Stakeholder organizations: CHA stakeholder organizations may be public or private entities from a wide range of sectors interested in the health of community members. Engaging stakeholders from a wide range of sectors allows diverse perspectives to be represented. Organizations that serve communities with health disparities can provide unique insights and function as implementation strategy partners. The table below suggests potential partners in a CHA process.

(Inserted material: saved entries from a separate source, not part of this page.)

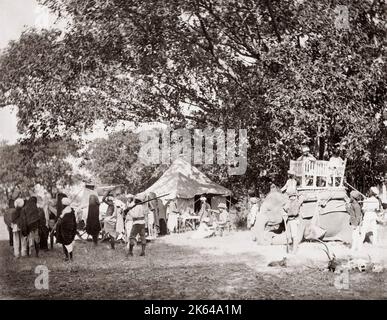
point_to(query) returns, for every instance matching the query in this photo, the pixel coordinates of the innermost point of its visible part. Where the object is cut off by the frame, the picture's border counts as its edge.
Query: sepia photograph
(214, 151)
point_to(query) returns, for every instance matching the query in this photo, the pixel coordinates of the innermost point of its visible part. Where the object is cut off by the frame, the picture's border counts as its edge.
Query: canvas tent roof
(182, 180)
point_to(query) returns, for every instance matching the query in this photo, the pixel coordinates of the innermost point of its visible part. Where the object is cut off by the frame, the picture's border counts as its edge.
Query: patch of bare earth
(177, 267)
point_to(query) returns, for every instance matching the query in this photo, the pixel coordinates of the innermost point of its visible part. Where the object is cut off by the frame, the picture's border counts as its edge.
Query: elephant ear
(313, 232)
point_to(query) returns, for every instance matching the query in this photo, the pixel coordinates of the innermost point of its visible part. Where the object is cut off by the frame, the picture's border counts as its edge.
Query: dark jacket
(66, 228)
(32, 217)
(93, 226)
(355, 213)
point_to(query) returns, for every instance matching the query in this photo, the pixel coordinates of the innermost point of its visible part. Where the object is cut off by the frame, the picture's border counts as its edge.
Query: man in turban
(66, 229)
(355, 218)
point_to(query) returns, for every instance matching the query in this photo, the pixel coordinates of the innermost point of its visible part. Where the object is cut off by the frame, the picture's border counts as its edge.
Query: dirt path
(205, 270)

Community Sectors and Groups to Consider for Partnership in the CHA Process
|Sector||Examples of Individuals and Organizations|
|Agriculture/food suppliers||Farmers (including farmers’ markets), food banks/pantries, restaurants|
|Business||Self-employed individuals, small businesses, corporations with local offices|
|Community information||Libraries, 2-1-1 systems, newspapers, magazines, radio, TV, social media, blogs, online news magazines, non-English media outlets|
|Culture||Theaters, orchestras, museums, galleries, supporters of the arts|
|Education||Public and private K–12 schools, preschools/early childhood education, colleges and universities, boards of education, English as a second language programs, teachers, school administrators, homeschool organizations, charter schools|
|Environment||Environmental advocacy organizations, conservation land trusts, environmentalists, hunters/fishers, biologists, outdoor enthusiasts|
|Government||Regional, provincial, state and local governments; tribal governing bodies; elected officials; public health agencies; planning departments|
|Health care||Patients; caregivers; medical, dental and mental health providers; hospitals and health care systems; community clinics/federally qualified health centers; alternative health practitioners; health insurance companies; retail clinics; ambulance companies/paramedics|
|Housing and development||Public and nonprofit housing agencies, organizations that provide rent subsidies or affordable housing, developers, fair-housing advocates|
|Public safety||Local and state police, court systems, judges, probation officers, prosecutors, defense lawyers, prisons and jails, fire departments|
|Public health||State, tribal, local and territorial health departments; public health institutes; nonprofit organizations|
|Religion||Places of worship and their members and associated organizations|
|Service/fraternal organizations||Lions, Masons, Rotary, Kiwanis, American Association of University Women, college fraternities and sororities|
|Social services||United Way; nonprofit organizations that provide services such as job training, food, shelter, elder services, services for individuals with disabilities and advocacy for immigrants|
|Sports and recreation||Sports clubs, park and recreation departments, athletic associations, YMCAs, gyms, coaches, athletes, sports spectators and supporters|
|Transportation||Public transit, bicycle advocates, transportation departments, safe routes to school programs|
|Volunteers and activists||Political activists, block/neighborhood associations, community coalitions|
|Youth||Individuals under 18 and the organizations that work with them, Big Brothers Big Sisters, Boys & Girls Clubs, Boy Scouts, Girl Scouts
Community stakeholders vary by community, and this is not an exhaustive list of potential partners. Mapping out community assets early in the process can illuminate unexpected stakeholders or partners to engage in the CHA process.
It is vital to be accountable and responsible to those community stakeholders who contribute time and energy to the process. Engaging, thanking and reporting back to those stakeholders who have been involved can flow naturally into planning the next CHA together.